Merchandising Display Homes for the Multi-Cultural Market
Do your research. If you have one dominant ethnic group in your area then get to know them. Learn a little of the language and the culture. That will turn you into a friendly face and allow you to understand the culture and their likes and dislikes.

If you build those things in as they’re pointed out to you, you’ll sell more homes than your competitor. People want to pass down their traditions to their families.

Homes in the Middle East they have a living area on the roof. One of the things we did for our Middle Eastern buyers was put a flat roof top on the garage so that they would have an area similar to what they had in their homeland.

Adapting for Multiple Buyers
I made an excel sheet and put all the preferences by ethnic group and rated the groups by local population. Then I went through the amenities and decided which ones were a plus and which were of less importance. Another example is for Muslims it’s very important the way the toilets face. They shouldn’t ever face, depending on where you are, towards Mecca.  Also, it’s very important for them to have a separate area for them to wash their face and hands before prayer that’s not beside a latrine or toilet. For many people that’s just an amenity, a little thing. But for Muslim buyers it was essential. So we could point those things out when showing a home to someone that was Muslim.

You don’t need to do a separate plan for every ethnic group. You can instead incorporate these things in such a way that the larger groups in your area find what they are looking for.

The Sales Presentation
Being able to speak the language is a big thing. So if you have an agent or an employee that can speak the language that will help a lot. For a lot of immigrant families it’s difficult for the older ones to learn a new language. So often times the younger ones will do the translating. Being able to speak directly to someone, especially the decision maker or buyer, in their language is a big help.

Even adapting your office to the culture helps the buyer to feel comfortable. If you entered an office in China and they had some baseball memorabilia displayed, you would feel a little bit more at home.

The translating of documents can be difficult, but if you’re into it deep enough, getting those documents translated is great.

Another thing we would do for our traditional Muslim families is have two living areas, one for the males and one for the females.  If you’re sensitive to that, then you can point it out.

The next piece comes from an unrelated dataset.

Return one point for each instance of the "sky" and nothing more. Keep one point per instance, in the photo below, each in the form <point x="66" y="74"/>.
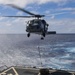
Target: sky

You can point out the two living areas and they will recognize that you are trying to help them. It’s something that’s sensitive for them and because of your addressing it they will become more comfortable buyers.

If you aren’t seeing an increase in ethnic buyers yet, you will.  Watch the trends in your market; what different nationalities and cultures do you see moving in.  Then, do your homework; learn their cultural preferences and begin looking for ways to incorporate them in your floor plans.  By being culturally sensitive, you’ll get a big head start on your competitors and quickly build relationships that lead to referrals and more sales.

Listen to this weeks audio interview.

Comments (1)

Jack Mossman - The Nines Team at Keller Williams in Stockton
The Nines Team At Keller Williams - Stockton, CA
The Nines Team at Keller Williams in Stockton

Jerry - Great information.  We have such a hard time getting our local builders to vary from their tried and true plans.  They see it as catering to the minority of buyers ... in reality, most of the adjustments made have little impact on buyers without a cultural mind-set.  The highest number of surnames in purchases are: Hispanic, Indian and Chinese .... I like the "upgrade" options that could accommodate some of the cultural preferences.